Once the peak is reached, cases could quickly start to decline. In the UK, which usually trends ahead of the U.S., cases are doing by nearly 40 percent over the past week, a miraculous decline for a nation that many people felt was going to be totally overwhelmed by the virus only weeks ago. The nation’s capital, London, emerged as an early global hotspot for the variant, and has already seen cases fall off as well.
South Africa, the place of Omicron’s discovery and the first place to feel the effects of the highly infectious variant, has seen a massive drop in daily cases in recent weeks as well, with current daily case figures hovering around 6,500 – down 70 percent from the late December peak on 23,000 cases per day.
In the U.S., case changes are usually calculated on a two week basis. Due to the large, decentralized nature of America when compared to other countries, reporting day to day can be inconsistent. Some states log cases on all five weekdays and even weekends, while others may only report cases once a week.
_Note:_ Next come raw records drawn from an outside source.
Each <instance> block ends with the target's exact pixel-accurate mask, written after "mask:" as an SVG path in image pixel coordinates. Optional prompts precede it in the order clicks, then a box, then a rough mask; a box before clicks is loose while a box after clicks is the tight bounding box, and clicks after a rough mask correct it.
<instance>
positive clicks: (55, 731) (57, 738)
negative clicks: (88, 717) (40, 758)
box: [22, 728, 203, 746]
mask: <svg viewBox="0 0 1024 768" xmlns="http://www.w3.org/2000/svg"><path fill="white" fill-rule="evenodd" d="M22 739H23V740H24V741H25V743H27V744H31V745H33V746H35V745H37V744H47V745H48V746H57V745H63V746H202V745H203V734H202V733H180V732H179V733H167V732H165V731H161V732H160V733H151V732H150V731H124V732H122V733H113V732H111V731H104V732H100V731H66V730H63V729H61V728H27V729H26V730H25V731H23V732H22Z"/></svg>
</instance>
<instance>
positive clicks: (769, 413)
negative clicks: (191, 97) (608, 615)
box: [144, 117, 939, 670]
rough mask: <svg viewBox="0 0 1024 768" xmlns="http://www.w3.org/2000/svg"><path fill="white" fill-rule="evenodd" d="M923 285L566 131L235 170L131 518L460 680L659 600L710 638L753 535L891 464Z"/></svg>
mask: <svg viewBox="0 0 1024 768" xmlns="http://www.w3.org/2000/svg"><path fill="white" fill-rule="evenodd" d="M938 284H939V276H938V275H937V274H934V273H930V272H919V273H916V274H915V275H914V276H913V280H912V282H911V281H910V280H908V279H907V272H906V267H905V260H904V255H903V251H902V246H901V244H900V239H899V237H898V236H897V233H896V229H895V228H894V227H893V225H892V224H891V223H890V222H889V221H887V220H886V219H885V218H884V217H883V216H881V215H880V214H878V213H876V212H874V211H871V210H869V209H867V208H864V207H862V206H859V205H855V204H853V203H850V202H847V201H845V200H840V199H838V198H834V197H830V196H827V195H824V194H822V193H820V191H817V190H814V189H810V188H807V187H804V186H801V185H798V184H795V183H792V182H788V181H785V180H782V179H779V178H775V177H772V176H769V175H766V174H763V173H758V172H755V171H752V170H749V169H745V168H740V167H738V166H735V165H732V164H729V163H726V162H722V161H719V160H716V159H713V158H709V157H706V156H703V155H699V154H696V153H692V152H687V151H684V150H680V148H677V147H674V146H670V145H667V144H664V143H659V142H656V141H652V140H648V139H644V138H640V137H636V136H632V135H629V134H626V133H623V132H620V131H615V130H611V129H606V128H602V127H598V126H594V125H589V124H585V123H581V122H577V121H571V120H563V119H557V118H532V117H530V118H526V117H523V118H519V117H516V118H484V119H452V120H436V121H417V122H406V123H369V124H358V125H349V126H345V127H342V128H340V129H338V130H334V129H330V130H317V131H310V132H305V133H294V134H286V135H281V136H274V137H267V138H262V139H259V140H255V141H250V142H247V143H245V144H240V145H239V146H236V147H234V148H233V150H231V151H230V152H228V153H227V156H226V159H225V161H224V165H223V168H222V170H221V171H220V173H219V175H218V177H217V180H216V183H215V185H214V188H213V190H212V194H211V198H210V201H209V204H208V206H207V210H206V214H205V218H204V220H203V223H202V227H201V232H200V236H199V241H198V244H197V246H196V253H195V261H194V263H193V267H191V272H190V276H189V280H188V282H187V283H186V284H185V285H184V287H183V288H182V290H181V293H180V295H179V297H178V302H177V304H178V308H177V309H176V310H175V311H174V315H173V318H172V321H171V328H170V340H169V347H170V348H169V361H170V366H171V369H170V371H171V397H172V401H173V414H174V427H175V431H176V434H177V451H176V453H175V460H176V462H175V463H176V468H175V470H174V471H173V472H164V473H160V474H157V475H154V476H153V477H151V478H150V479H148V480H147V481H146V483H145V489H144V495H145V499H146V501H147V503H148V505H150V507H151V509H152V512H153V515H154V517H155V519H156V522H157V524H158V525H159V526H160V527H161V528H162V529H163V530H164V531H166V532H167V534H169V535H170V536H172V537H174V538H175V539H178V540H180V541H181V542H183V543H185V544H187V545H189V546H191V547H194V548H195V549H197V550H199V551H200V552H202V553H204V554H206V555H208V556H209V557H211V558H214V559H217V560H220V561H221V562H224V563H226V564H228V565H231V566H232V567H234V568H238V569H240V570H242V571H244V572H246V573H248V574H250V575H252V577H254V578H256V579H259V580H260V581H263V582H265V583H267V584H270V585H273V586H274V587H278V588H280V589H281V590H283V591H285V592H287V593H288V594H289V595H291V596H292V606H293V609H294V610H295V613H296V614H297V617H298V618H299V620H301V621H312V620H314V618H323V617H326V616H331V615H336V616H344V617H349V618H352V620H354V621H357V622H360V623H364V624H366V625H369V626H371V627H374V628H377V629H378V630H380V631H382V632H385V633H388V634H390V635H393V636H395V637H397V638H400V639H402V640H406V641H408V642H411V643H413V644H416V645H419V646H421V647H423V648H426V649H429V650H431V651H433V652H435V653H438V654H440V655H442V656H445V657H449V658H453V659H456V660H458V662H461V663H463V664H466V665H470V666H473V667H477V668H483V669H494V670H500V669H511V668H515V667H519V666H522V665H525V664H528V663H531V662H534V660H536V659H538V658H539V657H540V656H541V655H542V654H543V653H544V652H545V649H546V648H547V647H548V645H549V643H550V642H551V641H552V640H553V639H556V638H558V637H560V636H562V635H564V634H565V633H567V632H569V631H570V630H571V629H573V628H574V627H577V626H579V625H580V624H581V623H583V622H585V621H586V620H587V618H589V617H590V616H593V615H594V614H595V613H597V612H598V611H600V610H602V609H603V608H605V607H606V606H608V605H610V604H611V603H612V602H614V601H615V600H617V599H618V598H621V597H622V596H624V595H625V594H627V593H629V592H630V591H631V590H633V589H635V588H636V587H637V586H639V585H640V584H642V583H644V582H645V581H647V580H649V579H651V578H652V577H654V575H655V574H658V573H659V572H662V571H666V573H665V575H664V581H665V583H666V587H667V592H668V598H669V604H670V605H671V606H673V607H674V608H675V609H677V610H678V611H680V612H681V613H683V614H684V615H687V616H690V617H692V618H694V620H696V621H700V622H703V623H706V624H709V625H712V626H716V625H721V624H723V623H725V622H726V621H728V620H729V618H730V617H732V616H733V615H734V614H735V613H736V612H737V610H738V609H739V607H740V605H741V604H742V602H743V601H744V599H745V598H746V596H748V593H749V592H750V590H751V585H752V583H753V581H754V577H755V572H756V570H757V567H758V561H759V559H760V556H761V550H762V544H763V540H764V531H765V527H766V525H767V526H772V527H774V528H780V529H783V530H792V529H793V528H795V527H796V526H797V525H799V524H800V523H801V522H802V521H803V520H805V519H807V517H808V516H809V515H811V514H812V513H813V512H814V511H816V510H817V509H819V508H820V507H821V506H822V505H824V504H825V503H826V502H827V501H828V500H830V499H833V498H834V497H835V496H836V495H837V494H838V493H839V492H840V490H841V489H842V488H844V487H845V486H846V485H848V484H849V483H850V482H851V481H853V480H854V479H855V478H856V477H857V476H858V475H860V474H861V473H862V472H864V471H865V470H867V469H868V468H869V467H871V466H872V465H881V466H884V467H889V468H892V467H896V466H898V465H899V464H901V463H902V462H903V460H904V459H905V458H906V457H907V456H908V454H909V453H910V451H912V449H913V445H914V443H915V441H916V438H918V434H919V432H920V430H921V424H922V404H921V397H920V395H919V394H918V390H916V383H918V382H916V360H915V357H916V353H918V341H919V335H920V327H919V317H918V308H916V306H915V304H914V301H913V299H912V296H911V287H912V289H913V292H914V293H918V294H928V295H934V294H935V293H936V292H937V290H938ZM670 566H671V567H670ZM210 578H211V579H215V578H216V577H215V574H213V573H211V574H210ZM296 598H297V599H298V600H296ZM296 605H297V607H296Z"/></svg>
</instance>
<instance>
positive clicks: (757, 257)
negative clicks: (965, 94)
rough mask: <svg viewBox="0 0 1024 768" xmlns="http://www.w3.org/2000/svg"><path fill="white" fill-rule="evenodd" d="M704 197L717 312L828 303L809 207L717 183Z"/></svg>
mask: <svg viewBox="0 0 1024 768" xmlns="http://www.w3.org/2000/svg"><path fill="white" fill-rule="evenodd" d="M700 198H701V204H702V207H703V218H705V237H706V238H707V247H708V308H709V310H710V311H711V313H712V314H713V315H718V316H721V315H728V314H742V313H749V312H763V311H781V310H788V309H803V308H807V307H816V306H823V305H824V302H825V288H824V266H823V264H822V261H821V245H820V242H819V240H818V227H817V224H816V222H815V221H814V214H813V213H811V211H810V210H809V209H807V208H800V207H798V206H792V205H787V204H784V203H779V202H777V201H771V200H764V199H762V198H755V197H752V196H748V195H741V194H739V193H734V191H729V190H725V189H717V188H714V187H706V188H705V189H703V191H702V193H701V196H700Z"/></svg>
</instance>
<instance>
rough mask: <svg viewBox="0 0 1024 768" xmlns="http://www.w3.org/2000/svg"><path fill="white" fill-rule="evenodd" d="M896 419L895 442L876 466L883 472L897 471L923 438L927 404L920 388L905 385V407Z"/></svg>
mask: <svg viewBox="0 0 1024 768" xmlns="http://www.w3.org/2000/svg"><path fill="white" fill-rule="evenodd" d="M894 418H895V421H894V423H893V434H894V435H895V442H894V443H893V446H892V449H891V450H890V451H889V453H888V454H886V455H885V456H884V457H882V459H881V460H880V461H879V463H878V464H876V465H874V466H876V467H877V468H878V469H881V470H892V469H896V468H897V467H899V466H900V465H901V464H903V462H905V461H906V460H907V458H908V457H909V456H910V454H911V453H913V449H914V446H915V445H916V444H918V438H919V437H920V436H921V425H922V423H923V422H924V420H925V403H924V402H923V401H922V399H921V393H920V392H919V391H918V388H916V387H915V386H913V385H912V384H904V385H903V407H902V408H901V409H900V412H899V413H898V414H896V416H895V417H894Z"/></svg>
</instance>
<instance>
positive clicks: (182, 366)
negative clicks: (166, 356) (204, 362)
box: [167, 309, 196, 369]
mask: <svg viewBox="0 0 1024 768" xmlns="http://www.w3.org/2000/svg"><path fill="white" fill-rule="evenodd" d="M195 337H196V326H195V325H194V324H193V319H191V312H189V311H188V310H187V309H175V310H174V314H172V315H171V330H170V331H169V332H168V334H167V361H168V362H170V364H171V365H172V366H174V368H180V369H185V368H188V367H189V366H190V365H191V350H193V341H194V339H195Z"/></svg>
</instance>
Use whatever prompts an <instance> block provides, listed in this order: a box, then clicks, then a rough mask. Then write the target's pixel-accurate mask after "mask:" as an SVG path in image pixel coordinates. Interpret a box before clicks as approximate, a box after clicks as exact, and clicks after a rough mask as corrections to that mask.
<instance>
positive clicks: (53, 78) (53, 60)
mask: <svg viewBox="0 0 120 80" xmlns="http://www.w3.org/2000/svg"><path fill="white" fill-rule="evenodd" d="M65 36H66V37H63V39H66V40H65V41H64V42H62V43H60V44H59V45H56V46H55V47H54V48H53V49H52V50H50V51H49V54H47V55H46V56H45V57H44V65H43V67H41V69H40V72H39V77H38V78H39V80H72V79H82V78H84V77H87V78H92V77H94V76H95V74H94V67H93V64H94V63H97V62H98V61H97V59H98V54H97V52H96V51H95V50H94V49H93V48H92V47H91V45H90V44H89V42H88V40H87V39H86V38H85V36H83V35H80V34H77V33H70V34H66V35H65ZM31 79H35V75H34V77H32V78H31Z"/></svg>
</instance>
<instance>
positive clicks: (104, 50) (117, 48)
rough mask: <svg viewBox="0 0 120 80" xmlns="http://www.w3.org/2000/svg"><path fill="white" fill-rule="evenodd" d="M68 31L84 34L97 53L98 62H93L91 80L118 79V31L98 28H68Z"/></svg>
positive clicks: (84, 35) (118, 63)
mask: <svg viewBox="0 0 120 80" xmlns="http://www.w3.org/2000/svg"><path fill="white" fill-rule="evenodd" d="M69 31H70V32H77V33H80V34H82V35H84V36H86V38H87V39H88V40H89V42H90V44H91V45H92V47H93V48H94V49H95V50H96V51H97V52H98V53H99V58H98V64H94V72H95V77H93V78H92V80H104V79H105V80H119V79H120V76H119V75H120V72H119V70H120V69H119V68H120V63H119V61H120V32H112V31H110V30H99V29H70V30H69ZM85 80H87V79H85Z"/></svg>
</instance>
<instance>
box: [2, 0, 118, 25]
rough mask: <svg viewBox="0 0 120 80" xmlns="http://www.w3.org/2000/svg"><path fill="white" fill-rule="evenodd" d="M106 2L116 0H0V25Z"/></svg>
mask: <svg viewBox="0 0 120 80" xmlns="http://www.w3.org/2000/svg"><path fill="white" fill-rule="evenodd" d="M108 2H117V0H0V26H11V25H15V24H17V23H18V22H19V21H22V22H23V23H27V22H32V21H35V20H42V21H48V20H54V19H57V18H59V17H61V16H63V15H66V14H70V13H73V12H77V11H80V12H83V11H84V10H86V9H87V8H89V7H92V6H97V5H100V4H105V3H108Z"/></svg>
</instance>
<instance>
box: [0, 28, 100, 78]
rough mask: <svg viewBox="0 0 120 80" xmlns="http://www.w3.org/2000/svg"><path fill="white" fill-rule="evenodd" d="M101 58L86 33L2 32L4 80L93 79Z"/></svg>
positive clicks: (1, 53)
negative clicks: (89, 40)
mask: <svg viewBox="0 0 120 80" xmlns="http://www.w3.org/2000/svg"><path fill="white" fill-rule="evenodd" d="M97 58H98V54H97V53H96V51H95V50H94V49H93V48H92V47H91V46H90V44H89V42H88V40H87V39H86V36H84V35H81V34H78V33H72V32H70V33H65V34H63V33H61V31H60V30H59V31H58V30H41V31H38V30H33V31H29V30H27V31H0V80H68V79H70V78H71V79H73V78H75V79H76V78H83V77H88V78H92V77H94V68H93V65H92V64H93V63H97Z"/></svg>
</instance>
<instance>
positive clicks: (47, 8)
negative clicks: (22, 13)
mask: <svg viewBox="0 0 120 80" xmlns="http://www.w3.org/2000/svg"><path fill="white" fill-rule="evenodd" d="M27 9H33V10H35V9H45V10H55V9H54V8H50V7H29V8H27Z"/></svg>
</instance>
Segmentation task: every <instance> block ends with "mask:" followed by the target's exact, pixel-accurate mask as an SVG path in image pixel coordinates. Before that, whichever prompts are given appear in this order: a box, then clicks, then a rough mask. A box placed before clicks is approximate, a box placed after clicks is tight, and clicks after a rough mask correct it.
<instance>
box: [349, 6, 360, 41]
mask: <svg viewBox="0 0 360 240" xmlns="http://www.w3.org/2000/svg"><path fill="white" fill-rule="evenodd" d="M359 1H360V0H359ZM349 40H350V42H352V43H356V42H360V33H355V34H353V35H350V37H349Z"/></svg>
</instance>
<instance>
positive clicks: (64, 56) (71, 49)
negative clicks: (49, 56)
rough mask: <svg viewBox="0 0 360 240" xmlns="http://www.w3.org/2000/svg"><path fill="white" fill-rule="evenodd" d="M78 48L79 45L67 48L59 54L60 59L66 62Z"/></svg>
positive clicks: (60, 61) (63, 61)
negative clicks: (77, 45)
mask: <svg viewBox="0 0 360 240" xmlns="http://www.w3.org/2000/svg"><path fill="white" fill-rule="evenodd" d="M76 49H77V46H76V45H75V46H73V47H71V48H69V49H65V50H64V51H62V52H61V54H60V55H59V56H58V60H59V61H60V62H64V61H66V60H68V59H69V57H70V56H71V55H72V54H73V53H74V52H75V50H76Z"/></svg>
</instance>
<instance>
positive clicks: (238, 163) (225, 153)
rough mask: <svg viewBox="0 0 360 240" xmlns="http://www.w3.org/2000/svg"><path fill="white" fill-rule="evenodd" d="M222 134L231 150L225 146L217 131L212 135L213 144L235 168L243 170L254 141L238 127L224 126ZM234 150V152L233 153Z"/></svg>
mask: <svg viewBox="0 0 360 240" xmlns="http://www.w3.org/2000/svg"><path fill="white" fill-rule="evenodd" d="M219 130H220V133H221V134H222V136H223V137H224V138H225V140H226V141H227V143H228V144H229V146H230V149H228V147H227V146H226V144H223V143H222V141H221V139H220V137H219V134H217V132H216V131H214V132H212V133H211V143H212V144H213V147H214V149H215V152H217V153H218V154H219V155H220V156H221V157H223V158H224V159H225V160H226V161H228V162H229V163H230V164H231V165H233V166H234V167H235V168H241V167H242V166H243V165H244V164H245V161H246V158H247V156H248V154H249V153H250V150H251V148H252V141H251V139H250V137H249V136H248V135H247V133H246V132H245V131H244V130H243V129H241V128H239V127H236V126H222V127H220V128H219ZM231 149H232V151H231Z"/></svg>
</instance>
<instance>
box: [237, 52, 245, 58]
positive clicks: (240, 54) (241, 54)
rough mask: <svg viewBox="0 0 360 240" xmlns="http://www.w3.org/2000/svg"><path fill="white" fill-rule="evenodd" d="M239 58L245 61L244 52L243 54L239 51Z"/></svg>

To normalize for the inconsistencies, daily case counts are averaged on a weekly basis and compared to each other over two week spans to determine case change rate.
A decreasing case change rate in 44 of America’s 50 states on Thursday when compared to Wednesday – along with a decreasing national case change rate, shows that the recent changes are not just outliers, but a real nationwide pandemic trend.
Many experts have also predicted a peak being reached in the U.S. in the near future. Dr Ali Mokdad, of the University of Washington in Seattle, told the Associated Press this week that he also believes the same will occur, and that cases could even start rapidly declining soon.
‘It’s going to come down as fast as it went up,’ Mokdad, who teaches health metrics at the school, said.
Dr Pavitra Roychoudhury, a bioinformatics expert also at the University of Washington, told DailyMail.com that more tests than ever are coming back positive at the moment, and while it is overwhelming, the recent surge should peak soon.
‘My understanding is that eventually there’ll be enough people will infected that there’ll be some sort of some sort of immunity that will be established,’ she said.
‘That will result in those case numbers plateauing, and then starting to turn down again… It can’t come soon enough.’
Dr Anthony Fauci, director of the National Institute of Allergies and Infectious Disease and the country’s top infectious disease expert, said Tuesday the variant will eventually infect almost everyone in America.
‘Omicron, with its extraordinary, unprecedented degree of efficiency of transmissibility, will ultimately find just about everybody,’ Fauci said
‘Those who have been vaccinated … and boosted would get exposed. Some, maybe a lot of them, will get infected but will very likely, with some exceptions, do reasonably well in the sense of not having hospitalization and death.’
As of now, 1,718 Americans are dying of Covid every day, a 35 percent increase over the past two weeks. While case growth has slowed, deaths have still slowly risen this week. According to Dr Rochelle Walensky, director of the Centers for Disease Control and Prevention (CDC), these recent increases are more attributable to the Delta variant rather than Omicron.
The CDC reports that 98 percent of active U.S. cases are of Omicron, with Delta making up less than two percent. The agency found that Omicron is around 91 percent less deadly than its predecessor, though, and believes the lingering circulation of Delta is still causing the most harm.
Americans hospitalized with Covid are at record levels as well, with 148,782 people receiving treatment daily. Not all of these people are receiving treatment for Covid, though, as some people arriving at facilities to treat another condition are testing positive while there and being added to the ledger.
Data from the U.S. Department of Health and Human Services (HHS) finds that 80 percent of U.S. hospital beds are currently occupied, with 20 percent being used by Covid-positive patients.